Abstract

Revising the Notion of a “Secular/Religious” Rift in Mid-to-Late Eighteenth-Century Russian Culture

Marcus Levitt, University of Southern California

This paper argues against the generally accepted picture of Russian culture in the eighteenth century as exclusively secular and rationalist. It suggests that a new cultural synthesis emerged during the fifty-year period from the mid 1740s through roughly the late 1790s, a rapprochement between ecclesiastical and secular culture. The argument here rests upon and elaborates the work of Viktor Zhivov on the development of the Russian literary language. While the Petrine period witnessed a sharp linguistic differentiation between secular and religious languages, which was graphically illustrated in the creation of the new “civic script,” by mid-century the developing literary language had been re-defined as the “Slaveno-rossijskij jazyk,” which as the label suggests, subsumes both Church Slavonic and vernacular elements. Živov traces the process by which this language was defined—in essence, the creation of a discourse of synthesis—and provides a powerful framework from which to examine the changing cultural status of religion. The new “Slaveno-rossijskij synthesis” was to be, in Živov’s formulation, “the single language for a single unified culture” (“edinyj jazyk edinoj kul′tury”).

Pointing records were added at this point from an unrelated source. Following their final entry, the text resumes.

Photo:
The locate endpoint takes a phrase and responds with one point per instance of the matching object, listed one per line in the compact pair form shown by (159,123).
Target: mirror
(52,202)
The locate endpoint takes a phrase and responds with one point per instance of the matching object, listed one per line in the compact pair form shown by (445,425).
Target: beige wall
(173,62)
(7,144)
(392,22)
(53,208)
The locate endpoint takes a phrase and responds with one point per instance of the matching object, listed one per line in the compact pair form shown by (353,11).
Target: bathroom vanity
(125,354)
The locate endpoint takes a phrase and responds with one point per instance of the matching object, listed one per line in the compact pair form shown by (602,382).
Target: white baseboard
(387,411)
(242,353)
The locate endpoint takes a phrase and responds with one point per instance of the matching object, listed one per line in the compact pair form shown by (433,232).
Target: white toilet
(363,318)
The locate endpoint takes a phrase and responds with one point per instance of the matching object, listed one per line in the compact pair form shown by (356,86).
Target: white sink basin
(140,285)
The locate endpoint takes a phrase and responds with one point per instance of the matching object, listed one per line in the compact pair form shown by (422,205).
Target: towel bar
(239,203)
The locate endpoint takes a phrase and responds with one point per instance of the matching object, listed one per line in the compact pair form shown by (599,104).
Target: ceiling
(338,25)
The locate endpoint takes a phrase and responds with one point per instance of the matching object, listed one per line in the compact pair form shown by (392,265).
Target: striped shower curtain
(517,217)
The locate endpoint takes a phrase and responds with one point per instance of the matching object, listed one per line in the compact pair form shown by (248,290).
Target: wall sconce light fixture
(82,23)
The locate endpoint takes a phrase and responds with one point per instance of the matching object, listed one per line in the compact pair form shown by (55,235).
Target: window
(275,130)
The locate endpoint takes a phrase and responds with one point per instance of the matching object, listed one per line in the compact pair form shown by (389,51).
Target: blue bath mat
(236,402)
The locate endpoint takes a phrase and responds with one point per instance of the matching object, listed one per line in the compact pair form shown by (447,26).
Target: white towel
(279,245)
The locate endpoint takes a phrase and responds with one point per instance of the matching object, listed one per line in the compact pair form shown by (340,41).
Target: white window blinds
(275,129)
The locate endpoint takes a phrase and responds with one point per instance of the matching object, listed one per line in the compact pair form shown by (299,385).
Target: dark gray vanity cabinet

The rapprochement between the religious and vernacular traditions may also be demonstrated in a whole series of literary, sociological and institutional phenomena. However, it seems more appropriate to describe this phenomenon as a unique discourse rather than simply a period or movement, insofar as discourse occupies a mediating position between cultural ideology and the embodiment of its conceptions (to whatever degree) in concrete actions, political, social and institutional formations. This approach seems particularly pertinent to the phenomenon under discussion, insofar as the discourse in question was embodied in—and in some sense equivalent to—the very vehicle of communication itself—the new literary language. The paper will trace some of the contours of this discourse in both the secular and religious literary traditions, which (it will be argued) manifested significant parallels, crossovers, and commonalities. Secular writers wrote in various “duxovnye žanry,” while the new generation of Russian (rather than Ukrainian) “enlightened churchmen” who came into authority under Elizabeth and Catherine revived the Petrine tradition of giving sermons, which were acknowledged by the neo-classical genre system, written in the new synthetic language (rather than in Slavonic), and often published by secular presses. An understanding of the discourse of synthesis has important consequences for how we understand such central and disputed notions as a Russian Enlightenment, the role of the church in imperial Russia, and the context in which modern Russian literature came into being.